Slave Machine = Duber-slave-04
Slave Version = v4.1.0.42706 R
Plugin Name = 3dsmax
So, basically, it finished, but it seems as if Deadline wasn’t notified about the change?
I have to say this is the first time I’ve bumped into this issue and the only difference from previous jobs was that I used a Inline PostLoad script: ATSOps.RetargetCommonRoot @"\messiah_UNMANAGED_PROJECTS_\Test"
The Job just finished, after waiting about 10 minutes and it reports the render times of the frames correctly, even though it was stuck for about 10 minutes on some of the frames?
We’ve seen this type of problem happen when running Pulse and when Pulse runs into permission problems. Can you give us a bit more detail about your setup? Specifically:
What OS do you have the repository installed on?
Do you have Pulse running on the same machine as the repository?
i) If not, which OS is Pulse running on?
ii) If so, is Pulse connecting to the repository via a local path (ie: c:\program files\prime focus\deadlinerepository)?
Thanks for the info. The first thing to try is to have Pulse use the UNC path to connect to the repository. Just use the Launcher in the system tray to change the repository path and then restart Pulse. If the problem still occurs after making this change, then please post the slave log for the session where it appears to be processing many tasks at the same time and we can look through it to see if any problems stand out.
It seems, after upgrade to 4.1 SP1, the problem is gone. At least for now. I’ll see if it still does report incorrectly.
By the way, even after changing the repository option for Remote Administration, I still can’t remotely restart slaves etc…
I get this error:
Machine Name Command Timestamp Status Results
Duber-slave-01 LaunchSlave 10/06 22:39 Failed No connection could be made because the target machine actively refused it 192.168.0.201:5042
There is no firewall restriction on the local network, by the way, so the port is open.
Also, I should probably mention that I’m trying to operate the Nodes remotely, I mean, via VPN from home on a completely different network. If it changes anything.
No, the Firewall is configured to let Deadline services through. As I said, I manage my jobs from home without issues, except for firing up the slaves. However, locally, i.e. running the remote administration from within the company network (from another slave or one of the workstations) all seems to be working fine. I just restarted the slaves successfully. It only doesn’t work via VPN from my home office.
But, since it works at least this way, it’s not a big deal actually.
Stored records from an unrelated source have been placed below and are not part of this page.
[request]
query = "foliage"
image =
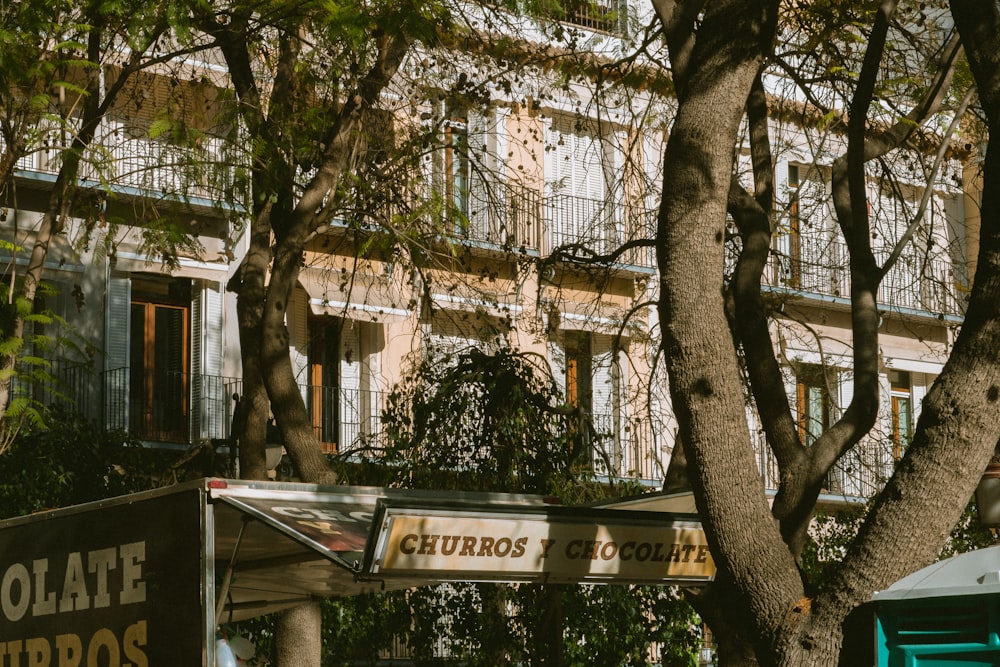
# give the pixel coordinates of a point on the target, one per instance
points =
(34, 376)
(495, 421)
(834, 531)
(73, 461)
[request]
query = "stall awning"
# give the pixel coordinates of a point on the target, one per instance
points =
(287, 546)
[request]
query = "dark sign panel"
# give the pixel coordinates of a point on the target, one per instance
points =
(332, 528)
(110, 587)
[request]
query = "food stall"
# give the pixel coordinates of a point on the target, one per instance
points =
(151, 577)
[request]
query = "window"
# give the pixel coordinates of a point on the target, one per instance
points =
(456, 165)
(583, 188)
(813, 402)
(450, 171)
(901, 399)
(578, 371)
(159, 358)
(323, 393)
(793, 272)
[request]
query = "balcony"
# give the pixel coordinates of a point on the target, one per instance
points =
(625, 449)
(502, 216)
(123, 161)
(598, 16)
(917, 282)
(859, 474)
(168, 407)
(600, 227)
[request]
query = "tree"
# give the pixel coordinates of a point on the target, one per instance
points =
(769, 615)
(305, 76)
(494, 420)
(66, 65)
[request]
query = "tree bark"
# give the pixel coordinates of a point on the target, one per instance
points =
(298, 636)
(702, 365)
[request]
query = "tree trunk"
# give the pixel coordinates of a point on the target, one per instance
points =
(298, 636)
(702, 365)
(251, 427)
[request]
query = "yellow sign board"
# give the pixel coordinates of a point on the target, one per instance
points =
(506, 545)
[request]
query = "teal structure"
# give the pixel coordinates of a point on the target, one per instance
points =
(945, 615)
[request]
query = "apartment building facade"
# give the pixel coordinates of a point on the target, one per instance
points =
(530, 183)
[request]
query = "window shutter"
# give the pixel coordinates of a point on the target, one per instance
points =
(116, 359)
(209, 402)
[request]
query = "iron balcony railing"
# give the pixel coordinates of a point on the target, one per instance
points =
(817, 265)
(120, 158)
(584, 226)
(172, 407)
(622, 448)
(860, 473)
(345, 421)
(503, 215)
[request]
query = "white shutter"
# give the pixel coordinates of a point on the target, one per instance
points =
(350, 383)
(116, 359)
(209, 401)
(197, 413)
(297, 321)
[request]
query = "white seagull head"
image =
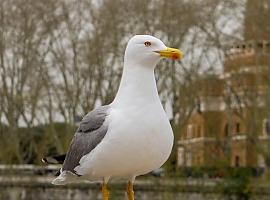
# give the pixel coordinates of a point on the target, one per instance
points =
(146, 51)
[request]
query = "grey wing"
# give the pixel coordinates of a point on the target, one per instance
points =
(89, 134)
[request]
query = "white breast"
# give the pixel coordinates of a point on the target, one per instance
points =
(134, 145)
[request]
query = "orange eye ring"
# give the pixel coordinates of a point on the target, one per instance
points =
(147, 43)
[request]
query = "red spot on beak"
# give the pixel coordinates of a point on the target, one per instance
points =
(175, 56)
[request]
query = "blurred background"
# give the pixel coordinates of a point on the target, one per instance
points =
(61, 58)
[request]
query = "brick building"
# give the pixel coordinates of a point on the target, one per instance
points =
(232, 118)
(232, 121)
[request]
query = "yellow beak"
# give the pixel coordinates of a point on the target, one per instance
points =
(172, 53)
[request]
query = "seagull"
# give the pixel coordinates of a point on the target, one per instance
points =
(131, 136)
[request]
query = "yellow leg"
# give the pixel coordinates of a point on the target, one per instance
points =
(105, 192)
(130, 191)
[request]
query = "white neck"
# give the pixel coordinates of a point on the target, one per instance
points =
(137, 86)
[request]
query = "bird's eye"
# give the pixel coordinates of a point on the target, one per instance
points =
(147, 43)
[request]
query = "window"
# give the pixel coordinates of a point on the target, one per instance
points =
(189, 159)
(266, 127)
(226, 130)
(199, 130)
(189, 131)
(237, 161)
(180, 156)
(237, 127)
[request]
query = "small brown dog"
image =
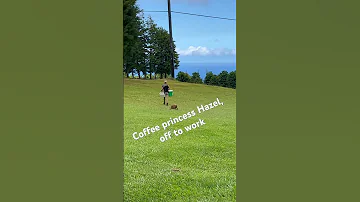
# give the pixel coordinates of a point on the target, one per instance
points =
(173, 107)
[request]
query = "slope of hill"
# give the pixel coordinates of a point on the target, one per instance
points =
(198, 165)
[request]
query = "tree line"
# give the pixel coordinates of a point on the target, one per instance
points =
(147, 51)
(224, 79)
(146, 45)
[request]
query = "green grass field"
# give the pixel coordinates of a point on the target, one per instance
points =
(198, 165)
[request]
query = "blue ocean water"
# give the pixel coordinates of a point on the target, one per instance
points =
(202, 68)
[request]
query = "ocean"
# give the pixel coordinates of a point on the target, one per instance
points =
(202, 68)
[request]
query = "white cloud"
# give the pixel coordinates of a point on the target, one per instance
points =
(204, 51)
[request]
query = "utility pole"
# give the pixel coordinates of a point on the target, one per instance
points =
(171, 42)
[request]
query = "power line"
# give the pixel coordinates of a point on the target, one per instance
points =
(207, 16)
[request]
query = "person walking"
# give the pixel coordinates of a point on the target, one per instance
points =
(165, 88)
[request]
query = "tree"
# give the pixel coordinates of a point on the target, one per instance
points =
(222, 78)
(196, 78)
(151, 46)
(183, 77)
(131, 34)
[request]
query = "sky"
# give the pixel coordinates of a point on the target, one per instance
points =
(198, 39)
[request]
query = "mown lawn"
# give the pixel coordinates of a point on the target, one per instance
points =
(198, 165)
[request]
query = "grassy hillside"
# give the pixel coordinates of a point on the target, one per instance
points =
(198, 165)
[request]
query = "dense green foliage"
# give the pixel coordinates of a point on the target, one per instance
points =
(147, 51)
(146, 46)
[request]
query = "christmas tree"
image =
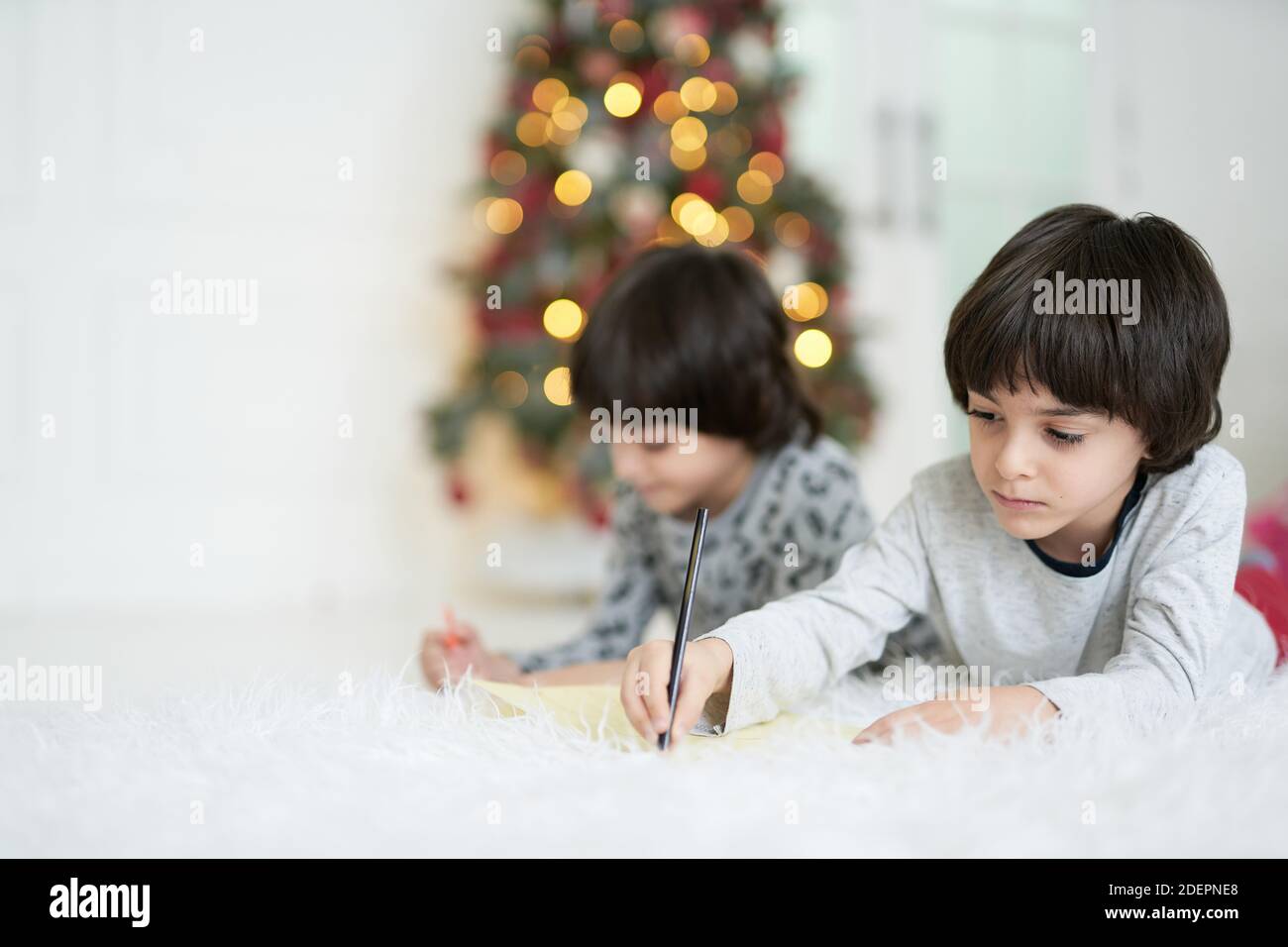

Thank you again for your support, much appretiated!
It’s hard to say. I would have to look at the slave log from the session where it picked up multiple tasks. If you could post it, that would be a big help.
That’s from a particular job. We need the full slave log, which you can find by going to the slave machine, and selecting Help -> Explore Log Folder from the Slave UI. Just make sure to grab a log from the session where the slave picked up multiple tasks. Also, please post it as an attachment, since I’m sure it will be fairly long.
Thanks for the log. So I went through it and I’m seeing a few of these statements:
This would seem to imply that the Slave is having problems connecting to the repository. Normally, if a connection is severed completely, the slave won’t assume the task has been requeued because it determines that the entire repository folder can’t be reached. However, if the slave only loses partial connectivity (ie: it can’t see this task file, but it can see the job folder and the repository folder), then all it can do is assume someone requeued the task. You should check to see if you’re having any network issues, because that could definitely be the source of this problem.
However, I can’t see any issues on the network. It’s a small (8 PCs total) local network on a 1Gb line.
I have Pulse running though and I’m submitting from an external PC over a narrow 4Mbit line (it’s a pain, btw), but that’s about it. All the render machines and the repository are on the same local network.